WASHINGTON – Author Cathy O’Neil warned about the presence of discrimination and the absence of transparency in computer system designs. Her new book, Weapons of Math Destruction: How Big Data Increases Inequality and Threatens Democracy, addresses the lack of understanding of the algorithms that we rely on every day.
“I think of myself as a translator,” O’Neil said at the nonprofit New America think tank Monday. “The goal of the book was to translate what was understood essentially by technicians, by insiders, to the public.”
According to O’Neil, that insider information is that algorithms are not fair and objective. The computer programs that determine everything from teacher ratings to credit scores, employment eligibility to recidivism risk, among other examples, are inherently problematic.
For example, O’Neil points to teacher rating systems that are supposed to gauge teaching ability and impose severe penalties for those with low-scores. But the scores seem maddeningly inconsistent, she said. Tim Clifford, a New York City public school teacher interviewed for the book, received a six out of 100 one year, a 96 the next—without any particular indication as to why.
O’Neil earned her Ph.D. in mathematics from Harvard and worked as a quant on Wall Street when the 2008 recession hit. She witnessed firsthand what she referred to as the “mathematical lie” of the mortgage crisis, which launched her interest in “weaponized mathematics.”
Flaws in data selection processes can create algorithms that reflect inaccurate assumptions about their users, according to a May 2016 White House report that identified a threat to civil liberties.
“Big data techniques have the potential to enhance our ability to detect and prevent discriminatory harm,” the report said. “But, if these technologies are not implemented with care, they can also perpetuate, exacerbate, or mask harmful discrimination.”
O’Neil coins the term “weapon of math destruction” to describe this very outcome: the ways in which mathematical algorithms often unintentionally lead to discriminatory practices with broad reach–ranging from commerce to criminal justice.
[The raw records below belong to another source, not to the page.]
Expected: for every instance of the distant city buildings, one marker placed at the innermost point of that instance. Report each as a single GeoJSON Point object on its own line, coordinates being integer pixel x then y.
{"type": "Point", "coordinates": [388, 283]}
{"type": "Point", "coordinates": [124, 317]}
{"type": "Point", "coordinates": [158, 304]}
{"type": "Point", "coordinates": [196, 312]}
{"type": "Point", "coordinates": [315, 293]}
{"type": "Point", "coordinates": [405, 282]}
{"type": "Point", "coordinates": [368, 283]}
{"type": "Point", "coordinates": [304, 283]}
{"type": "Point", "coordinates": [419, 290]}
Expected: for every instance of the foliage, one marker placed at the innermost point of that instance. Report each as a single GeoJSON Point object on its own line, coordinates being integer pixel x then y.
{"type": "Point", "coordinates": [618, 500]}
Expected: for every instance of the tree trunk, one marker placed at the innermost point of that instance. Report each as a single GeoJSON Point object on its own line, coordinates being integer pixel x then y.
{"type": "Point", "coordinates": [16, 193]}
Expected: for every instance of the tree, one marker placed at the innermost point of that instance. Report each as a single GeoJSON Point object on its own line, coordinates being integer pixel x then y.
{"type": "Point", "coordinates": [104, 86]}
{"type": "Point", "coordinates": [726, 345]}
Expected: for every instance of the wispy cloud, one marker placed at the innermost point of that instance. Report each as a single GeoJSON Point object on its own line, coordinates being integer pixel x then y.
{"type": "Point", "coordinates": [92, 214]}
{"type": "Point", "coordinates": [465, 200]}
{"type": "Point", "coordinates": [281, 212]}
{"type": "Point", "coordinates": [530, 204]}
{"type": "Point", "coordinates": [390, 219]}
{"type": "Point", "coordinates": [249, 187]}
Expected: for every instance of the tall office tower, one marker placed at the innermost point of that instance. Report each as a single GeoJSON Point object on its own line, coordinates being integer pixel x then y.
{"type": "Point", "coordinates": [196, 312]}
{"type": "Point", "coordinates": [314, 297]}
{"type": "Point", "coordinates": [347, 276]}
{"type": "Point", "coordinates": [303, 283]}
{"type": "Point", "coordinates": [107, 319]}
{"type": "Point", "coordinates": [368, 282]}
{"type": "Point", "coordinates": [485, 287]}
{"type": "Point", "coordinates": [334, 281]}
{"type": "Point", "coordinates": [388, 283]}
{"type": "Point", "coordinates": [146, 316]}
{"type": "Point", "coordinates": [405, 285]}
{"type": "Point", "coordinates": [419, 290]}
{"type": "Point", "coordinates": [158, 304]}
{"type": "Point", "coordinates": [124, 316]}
To qualify as a weapon of math destruction, the algorithm or program has to meet three criteria: opacity, scale and damage. In other words, it has to have a large, quantifiably negative impact on a group of people and it has to lack transparency.
“Mathematics has the weird position where it’s trusted but it’s also feared,” O’Neil said. “It’s kind of like the perfect mechanism to keep people from asking questions.”
Daniel Castro, vice president at the Information Technology and Innovation Foundation, warned that blaming algorithms for societal inequalities would distract from the more important search for real solutions.
Fellow panelist K. Sabeel Rahman, assistant professor at Brooklyn Law School and New America fellow, suggests instead that skepticism toward these algorithms can be beneficial to activists looking to make change.
“If you care about criminal justice reform… you really have to pay attention to how data and algorithms are operating inside the criminal justice system, otherwise the reforms we might propose or be thinking about are not going to hit the mark,” Rahman said.
“It’s not that the technology itself is a problem,” he said, “it’s the way that it enables certain uses and renders opaque other forms of accountability.”